Why should I care? Why does this matter?

It’s pure personal frustration I guess. There’s nothing wrong is JMS, Javaspaces etc. They have a purpose and that purpose is typically integration or ordering of events.

I guess I’m routinely starting to see that the fundamental premises of stateless-ness and bus-based architectures is failing us as we demand scalability etc.

Every week I work with different projects, companies, architectures and architects, all of which face the challenge of delivering predictably scalable systems (10x to 1000x), with mandatory requirements such as high-availability (sub 1, 2 or 3 second recovery) and high-performance (1 to 2 millisecond response time)… to be delivered tomorrow – or in some cases, that afternoon!

In most circumstances I see that the aforementioned design approaches, inter-connected systems via message-buses (put “enterprise” in front of that if you like) or in some very rare cases, a space-based approach, where by messages/entries are placed in a queue/space/topic, written to disk, read out and delivered to a consumer (within a transaction) is practically ensuring all of the requirements mentioned above, simply can’t be met.

So here’s my challenge.

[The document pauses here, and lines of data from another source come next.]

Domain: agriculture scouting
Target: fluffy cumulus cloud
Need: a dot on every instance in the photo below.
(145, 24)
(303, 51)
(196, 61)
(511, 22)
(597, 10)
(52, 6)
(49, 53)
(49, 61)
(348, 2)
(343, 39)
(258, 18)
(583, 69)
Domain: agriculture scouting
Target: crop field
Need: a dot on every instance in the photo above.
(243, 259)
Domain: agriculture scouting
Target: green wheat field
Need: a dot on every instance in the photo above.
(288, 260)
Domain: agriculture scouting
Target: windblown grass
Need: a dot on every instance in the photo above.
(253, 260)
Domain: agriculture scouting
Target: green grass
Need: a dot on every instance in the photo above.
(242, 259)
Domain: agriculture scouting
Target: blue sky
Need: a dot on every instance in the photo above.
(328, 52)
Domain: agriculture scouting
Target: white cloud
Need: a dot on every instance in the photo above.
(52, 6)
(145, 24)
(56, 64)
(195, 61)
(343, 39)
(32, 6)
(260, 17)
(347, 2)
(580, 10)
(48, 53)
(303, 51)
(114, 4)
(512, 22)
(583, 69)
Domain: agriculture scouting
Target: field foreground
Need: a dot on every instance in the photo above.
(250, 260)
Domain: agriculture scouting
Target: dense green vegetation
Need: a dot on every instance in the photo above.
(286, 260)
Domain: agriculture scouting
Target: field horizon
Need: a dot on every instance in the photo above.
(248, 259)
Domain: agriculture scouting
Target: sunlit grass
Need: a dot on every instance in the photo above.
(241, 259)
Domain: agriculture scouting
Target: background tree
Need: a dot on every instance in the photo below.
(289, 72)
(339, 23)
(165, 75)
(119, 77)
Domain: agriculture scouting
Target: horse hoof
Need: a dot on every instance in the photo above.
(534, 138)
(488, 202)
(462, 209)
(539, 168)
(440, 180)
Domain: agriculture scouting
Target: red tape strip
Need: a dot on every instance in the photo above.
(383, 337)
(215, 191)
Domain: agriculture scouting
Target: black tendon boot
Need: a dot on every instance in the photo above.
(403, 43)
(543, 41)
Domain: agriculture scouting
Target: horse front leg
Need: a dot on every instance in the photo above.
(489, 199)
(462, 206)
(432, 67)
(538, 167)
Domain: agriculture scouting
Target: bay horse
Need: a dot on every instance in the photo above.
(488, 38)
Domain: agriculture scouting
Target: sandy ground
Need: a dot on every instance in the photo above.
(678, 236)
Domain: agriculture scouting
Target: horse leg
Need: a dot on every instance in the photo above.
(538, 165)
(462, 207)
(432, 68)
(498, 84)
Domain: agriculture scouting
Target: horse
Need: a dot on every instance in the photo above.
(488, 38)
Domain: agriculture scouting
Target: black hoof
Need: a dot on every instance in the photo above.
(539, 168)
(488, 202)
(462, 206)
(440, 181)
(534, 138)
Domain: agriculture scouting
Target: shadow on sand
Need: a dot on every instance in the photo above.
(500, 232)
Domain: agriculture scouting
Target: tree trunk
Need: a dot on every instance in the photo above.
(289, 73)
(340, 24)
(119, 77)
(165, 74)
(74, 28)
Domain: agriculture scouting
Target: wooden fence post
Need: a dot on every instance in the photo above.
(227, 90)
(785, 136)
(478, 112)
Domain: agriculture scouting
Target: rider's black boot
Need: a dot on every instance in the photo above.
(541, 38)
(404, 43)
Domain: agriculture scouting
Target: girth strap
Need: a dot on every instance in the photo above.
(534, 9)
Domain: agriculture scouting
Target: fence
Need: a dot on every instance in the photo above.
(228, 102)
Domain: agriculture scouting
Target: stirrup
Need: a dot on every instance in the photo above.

If we are so reliant on messaging, why don’t we have implementations that operate in the same manner that we build financial exchanges? Why don’t we learn from lessons of engineering financial trading systems? On one side you have “sellers” – ie: Producers / Publishers / Writers and on the other side you have “buyers” – Consumers / Takers etc. We then simply “cross” (match) the “buyers” and “sellers”. Simple really. In fact the conditions for message delivery are much simpler than those of financial exchanges / automated trading / matching systems, but achieve the same result. Buyers buy, Sellers sell, Publishers publish and Consumers consume.

Perhaps the next JMS / Spaces implementation will be like this… but grid enabled.